When that day comes, I’ll have a new question for her. “Siri, do you have a soul?”
A consideration of AI’s religious status can be found in some of the earliest discussions of modern computing. In his 1950 paper ‘Computing Machinery and Intelligence’, Alan Turing considered various objections to what he called “thinking machines.” The first objection was theological:
Thinking is a function of man's immortal soul. God has given an immortal soul to every man and woman, but not to any other animal or to machines. Hence no animal or machine can think.
Turing confessed he was “unable to accept any part of this” objection, but because the religious imagination did and still does loom large in the minds of the popular public interacting with his ideas, he thought it necessary to answer the objection. The argument, he says, “implies a serious restriction of the omnipotence of the Almighty … should we not believe that He has freedom to confer a soul on an elephant if He sees fit?”
But plenty of religious people think elephants, as well as every other non-human creature, lack souls, and therefore could never be religious. These people seem to take their own souls for granted.

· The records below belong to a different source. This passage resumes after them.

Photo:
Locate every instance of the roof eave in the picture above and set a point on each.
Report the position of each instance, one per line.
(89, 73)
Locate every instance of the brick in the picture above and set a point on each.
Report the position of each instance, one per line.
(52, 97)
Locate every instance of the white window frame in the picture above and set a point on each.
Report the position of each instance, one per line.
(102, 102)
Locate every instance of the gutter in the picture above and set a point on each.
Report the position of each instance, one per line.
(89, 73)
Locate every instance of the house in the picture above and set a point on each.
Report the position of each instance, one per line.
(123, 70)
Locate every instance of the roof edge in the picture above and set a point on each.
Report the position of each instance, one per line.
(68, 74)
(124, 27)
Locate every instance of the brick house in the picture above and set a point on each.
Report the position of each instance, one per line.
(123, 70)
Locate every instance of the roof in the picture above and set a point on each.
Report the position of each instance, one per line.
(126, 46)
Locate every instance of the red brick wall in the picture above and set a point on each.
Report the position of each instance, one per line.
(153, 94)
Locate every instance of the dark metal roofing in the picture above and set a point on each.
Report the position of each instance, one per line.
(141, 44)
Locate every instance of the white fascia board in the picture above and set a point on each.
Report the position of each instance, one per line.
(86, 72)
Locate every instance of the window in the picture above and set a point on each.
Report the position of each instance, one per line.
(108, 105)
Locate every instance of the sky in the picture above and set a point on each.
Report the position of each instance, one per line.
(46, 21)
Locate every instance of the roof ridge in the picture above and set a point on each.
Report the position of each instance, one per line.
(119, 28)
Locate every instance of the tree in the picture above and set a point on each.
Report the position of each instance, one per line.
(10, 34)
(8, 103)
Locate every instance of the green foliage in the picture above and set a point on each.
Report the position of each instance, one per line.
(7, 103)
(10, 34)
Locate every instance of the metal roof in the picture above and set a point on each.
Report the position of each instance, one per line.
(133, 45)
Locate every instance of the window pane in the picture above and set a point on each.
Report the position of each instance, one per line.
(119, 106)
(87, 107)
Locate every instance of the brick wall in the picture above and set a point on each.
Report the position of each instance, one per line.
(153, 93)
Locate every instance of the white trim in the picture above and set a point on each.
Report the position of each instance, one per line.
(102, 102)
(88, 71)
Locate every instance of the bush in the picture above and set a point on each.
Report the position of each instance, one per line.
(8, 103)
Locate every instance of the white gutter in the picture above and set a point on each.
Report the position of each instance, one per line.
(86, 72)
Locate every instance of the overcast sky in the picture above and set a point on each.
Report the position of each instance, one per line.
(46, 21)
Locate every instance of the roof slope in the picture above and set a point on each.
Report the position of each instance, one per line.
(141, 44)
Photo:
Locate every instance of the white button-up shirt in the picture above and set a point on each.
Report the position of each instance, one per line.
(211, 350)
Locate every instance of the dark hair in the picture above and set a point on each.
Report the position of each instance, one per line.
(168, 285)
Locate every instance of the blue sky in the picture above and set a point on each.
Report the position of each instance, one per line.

Perhaps they shouldn’t.
“Soul” is a term that most of us instinctively know what we mean when we hear and use it, but have trouble talking through exactly what it is. At the bottom of the debate over what exactly a soul is, is a fundamental question about whether human beings are merely physical beings or a mix of physical and… something else.
Socrates argues that the soul is the element that ‘when present in a body, makes it living’
Many lay conversations about the soul are informed – whether we are aware of it or not – by a dualism inherited from Greek philosophy. In Plato’s Phaedro, for example, Socrates argues that the soul is the element that “when present in a body, makes it living.” After death, the soul is “released from the chains of the body.” The soul, then, is the animating principle of humans, the stuff inside us that propels us to certain ends.
While the ancients needed this kind of soul-talk to explain mysterious facets of the human person (motivation, for example), today we are able to explain these in material terms. “As a neuroscientist and psychologist, I have no use for the soul,” writes George Paxinos of the non-profit research institute Neuroscience Research Australia. “On the contrary, all functions attributable to this kind of soul can be explained by the workings of the brain.”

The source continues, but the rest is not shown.